We made our way down to Sanddune Beach where an artist was gathering pieces of colored rope that had washed up on the shore. These ropes come in all the colors of the rainbow, and he found enough to inspire a unique creation (though he wouldn't divulge his idea!). We left him to his creative gatherings, and took the path that connects the two parts of the beach, divided by rocks. While admiring the Beach Peas and foliage of Dusty Miller, I looked up at the lush green foliage of the Rugosa Rose. There, I found the first beautiful pink blooms, urged to display their vivid petals by the warming sun. Here one is. Pretty soon, this will be joined by others, filling the air with the sweetest fragrance you can imagine. Some people even eat the petals. Speaking of petal consumption, we stopped by an apple tree in bloom. There, we saw several Cedar Waxwings dining on the apple blossom petals! I had seen this before, but it was a first for my friends to see.

We ventured on to the second half of the beach where a tall wood-carved monument still stands to face the ocean. On top, was a gull standing guard (as I learned later).

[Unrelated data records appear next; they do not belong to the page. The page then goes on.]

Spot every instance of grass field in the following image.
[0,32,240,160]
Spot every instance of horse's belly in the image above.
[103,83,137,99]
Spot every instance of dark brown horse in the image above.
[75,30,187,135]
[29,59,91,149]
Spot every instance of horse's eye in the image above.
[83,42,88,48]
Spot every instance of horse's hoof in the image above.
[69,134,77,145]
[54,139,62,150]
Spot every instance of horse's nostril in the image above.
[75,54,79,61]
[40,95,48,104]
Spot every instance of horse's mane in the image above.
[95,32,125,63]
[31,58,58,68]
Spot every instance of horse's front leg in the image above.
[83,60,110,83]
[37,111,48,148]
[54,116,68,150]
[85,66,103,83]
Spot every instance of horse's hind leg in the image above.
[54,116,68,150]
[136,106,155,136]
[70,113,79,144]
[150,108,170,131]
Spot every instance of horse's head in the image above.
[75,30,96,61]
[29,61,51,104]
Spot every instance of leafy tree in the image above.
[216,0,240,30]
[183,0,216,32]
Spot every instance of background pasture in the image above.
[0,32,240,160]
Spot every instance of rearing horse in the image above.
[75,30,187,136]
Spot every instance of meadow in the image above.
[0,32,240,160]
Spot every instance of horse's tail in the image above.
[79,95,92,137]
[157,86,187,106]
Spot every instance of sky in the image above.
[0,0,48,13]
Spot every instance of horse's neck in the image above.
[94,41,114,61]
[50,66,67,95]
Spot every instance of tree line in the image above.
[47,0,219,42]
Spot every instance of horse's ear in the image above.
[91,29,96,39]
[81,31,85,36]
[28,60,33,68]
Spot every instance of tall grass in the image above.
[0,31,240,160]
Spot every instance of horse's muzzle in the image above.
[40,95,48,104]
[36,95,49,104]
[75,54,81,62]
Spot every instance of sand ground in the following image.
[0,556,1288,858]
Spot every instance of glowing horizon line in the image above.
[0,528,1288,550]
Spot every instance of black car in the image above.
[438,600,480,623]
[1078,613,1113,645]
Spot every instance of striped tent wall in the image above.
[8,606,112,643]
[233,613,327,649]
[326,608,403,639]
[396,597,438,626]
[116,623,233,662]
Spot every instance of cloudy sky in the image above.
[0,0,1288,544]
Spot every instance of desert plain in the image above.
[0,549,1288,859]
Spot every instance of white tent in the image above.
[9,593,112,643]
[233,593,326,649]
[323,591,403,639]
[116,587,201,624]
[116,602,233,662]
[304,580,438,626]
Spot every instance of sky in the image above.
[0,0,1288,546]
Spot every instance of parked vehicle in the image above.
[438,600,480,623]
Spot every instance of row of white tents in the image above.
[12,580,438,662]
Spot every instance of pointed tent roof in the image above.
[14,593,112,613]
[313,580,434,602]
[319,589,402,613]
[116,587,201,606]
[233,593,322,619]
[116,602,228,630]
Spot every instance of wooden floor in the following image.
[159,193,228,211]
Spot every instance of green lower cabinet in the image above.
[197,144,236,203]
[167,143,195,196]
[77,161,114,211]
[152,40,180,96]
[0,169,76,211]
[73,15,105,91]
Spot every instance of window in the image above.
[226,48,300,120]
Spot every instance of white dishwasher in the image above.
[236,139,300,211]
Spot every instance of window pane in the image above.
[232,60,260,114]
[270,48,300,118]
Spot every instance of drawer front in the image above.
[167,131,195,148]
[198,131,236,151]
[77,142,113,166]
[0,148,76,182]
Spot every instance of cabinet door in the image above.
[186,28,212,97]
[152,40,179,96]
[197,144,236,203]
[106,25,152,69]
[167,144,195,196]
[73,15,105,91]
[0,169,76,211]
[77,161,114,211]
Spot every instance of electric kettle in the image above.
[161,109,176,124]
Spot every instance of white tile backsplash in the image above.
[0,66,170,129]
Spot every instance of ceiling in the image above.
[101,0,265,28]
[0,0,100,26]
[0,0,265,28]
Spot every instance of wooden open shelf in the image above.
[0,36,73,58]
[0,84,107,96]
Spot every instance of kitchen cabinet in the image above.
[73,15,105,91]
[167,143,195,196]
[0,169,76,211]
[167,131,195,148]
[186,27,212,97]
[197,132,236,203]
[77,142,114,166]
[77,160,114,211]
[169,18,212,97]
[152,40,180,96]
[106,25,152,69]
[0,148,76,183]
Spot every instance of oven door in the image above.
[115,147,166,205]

I played the game of "what color is the gull's tail"? When I waved my arms, the gull took flight showing its white tail which is hidden by black wing feathers when not flying. Then, I walked over to look "through the eyes" of the sculpture, when I almost stepped on a large brown, spotted egg at the base! That gull had been guarding its nest and egg to my utter shock! What a place to lay an egg! The nest was a casual circle of beach debris, and not more than 20 ft. away a family was playing horseshoes, with adults nearby soaking up a few rays! They told me they had seen the gull sit on the egg, but of course there was too much going on in the heat of the day to do much more than stay close and watch the egg. The 90 degree air may be as warm as the feathers of her breast! So there you are....another first on Sanddune Beach. I fear it may not have a happy ending, but what a discovery....another amazing happening!

In the picture to the left, you see the mother Herring Gull standing on the sculpture with nest (in the picture to the right) at the bottom. You'll also notice now I could have looked through the eyes of the carved face! The sunbathers are just out of the picture on the right. So there you have it.